More marketers leveraging downtown T.O. square
As the Toronto Life section of Yonge-Dundas Square nears completion, its newly arrived retailers - plus others - are increasingly rendezvousing there with consumers.
Yonge-Dundas Square in downtown Toronto has become a hot venue for events ranging from concerts and movies to themed bazaars and even Richard Branson’s zany stunts. Now, as the Toronto Life section at the north end nears completion, its newly arrived retailers – plus other marketers – are increasingly creating connection points with consumers.
Cross-promotions in the venue are also on the rise. Last evening, for example, no fewer than eight marketers got in on the action when HMV opened a new store in the square.
Warner Home Video and LouLou magazine invited shoppers to a mother-and-daughter spree at which Yummy Stuff served ‘decadent’ cupcakes, Lux-Spa offered free manicures and David Scott Cosmetics did makeovers. As well, attendees competed in Nintendo Wii battles for chances to win prizes including a gumball machine. Meanwhile, Warner sold 50%-off DVDs of seasons 1-7 of The Gilmore Girls.
Today, Yonge-Dundas Square was to be invaded by hockey buffs eager to have their photos taken with the Stanley Cup and/or NHL alumni Johnny Bower and Mark Napier. The event was the kick-off for Scotiabank’s ‘Build Stanley’ contest where – using duct tape, soup cans, car parts, pasta noodles, pastries, cheeses, cutlery, art supplies and stubby beer bottles – 10 teams from across Toronto were to build replicas of hockey’s most famous cup. Representing a range of different industries, they were to compete for $500 donations by Scotiabank to their favourite charities.

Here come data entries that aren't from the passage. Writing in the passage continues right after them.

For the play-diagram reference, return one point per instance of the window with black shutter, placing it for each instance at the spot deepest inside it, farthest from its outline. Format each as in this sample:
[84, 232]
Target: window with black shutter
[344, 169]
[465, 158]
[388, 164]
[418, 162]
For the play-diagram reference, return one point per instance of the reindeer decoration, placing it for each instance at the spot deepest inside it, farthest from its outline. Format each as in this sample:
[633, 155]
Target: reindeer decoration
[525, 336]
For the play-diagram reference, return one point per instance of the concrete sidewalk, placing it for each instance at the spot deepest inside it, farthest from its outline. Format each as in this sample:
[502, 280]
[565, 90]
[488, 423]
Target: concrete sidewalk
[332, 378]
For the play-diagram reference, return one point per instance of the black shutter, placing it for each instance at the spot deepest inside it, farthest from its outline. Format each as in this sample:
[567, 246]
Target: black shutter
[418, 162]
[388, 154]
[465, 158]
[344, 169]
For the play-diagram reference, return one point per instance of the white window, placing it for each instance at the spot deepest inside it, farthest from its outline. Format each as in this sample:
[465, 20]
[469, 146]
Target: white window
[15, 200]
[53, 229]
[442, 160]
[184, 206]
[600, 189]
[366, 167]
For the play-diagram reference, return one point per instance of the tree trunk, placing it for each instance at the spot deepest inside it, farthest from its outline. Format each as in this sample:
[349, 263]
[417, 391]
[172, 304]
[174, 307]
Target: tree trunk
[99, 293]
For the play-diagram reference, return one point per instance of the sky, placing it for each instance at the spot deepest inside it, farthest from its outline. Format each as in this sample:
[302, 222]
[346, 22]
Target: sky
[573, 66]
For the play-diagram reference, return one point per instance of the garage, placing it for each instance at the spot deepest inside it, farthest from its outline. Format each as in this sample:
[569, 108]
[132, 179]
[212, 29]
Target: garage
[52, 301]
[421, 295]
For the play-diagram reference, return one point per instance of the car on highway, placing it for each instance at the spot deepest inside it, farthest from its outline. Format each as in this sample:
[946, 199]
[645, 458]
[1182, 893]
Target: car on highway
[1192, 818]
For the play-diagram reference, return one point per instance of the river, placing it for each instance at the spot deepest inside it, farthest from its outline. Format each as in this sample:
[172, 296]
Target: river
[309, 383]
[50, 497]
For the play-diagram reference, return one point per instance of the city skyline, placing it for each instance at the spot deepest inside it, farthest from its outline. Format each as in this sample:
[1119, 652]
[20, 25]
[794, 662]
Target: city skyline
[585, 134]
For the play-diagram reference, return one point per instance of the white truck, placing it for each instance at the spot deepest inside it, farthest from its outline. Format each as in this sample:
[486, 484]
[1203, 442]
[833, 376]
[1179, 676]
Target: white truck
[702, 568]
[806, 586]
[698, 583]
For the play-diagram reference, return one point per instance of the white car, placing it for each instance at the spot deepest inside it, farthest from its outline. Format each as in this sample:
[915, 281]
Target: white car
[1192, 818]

By the way, Scotiabank is inviting Canadians who don’t make it to the square to construct their own replica Stanley Cups online until April 27. At stake are various weekly prizes, while two grand prize winners will receive trips to one of the NHL final games. Bensimon Byrne’s Mighty division created the website, while the agency’s Narrative Advocacy section handled all aspects of the OOH event.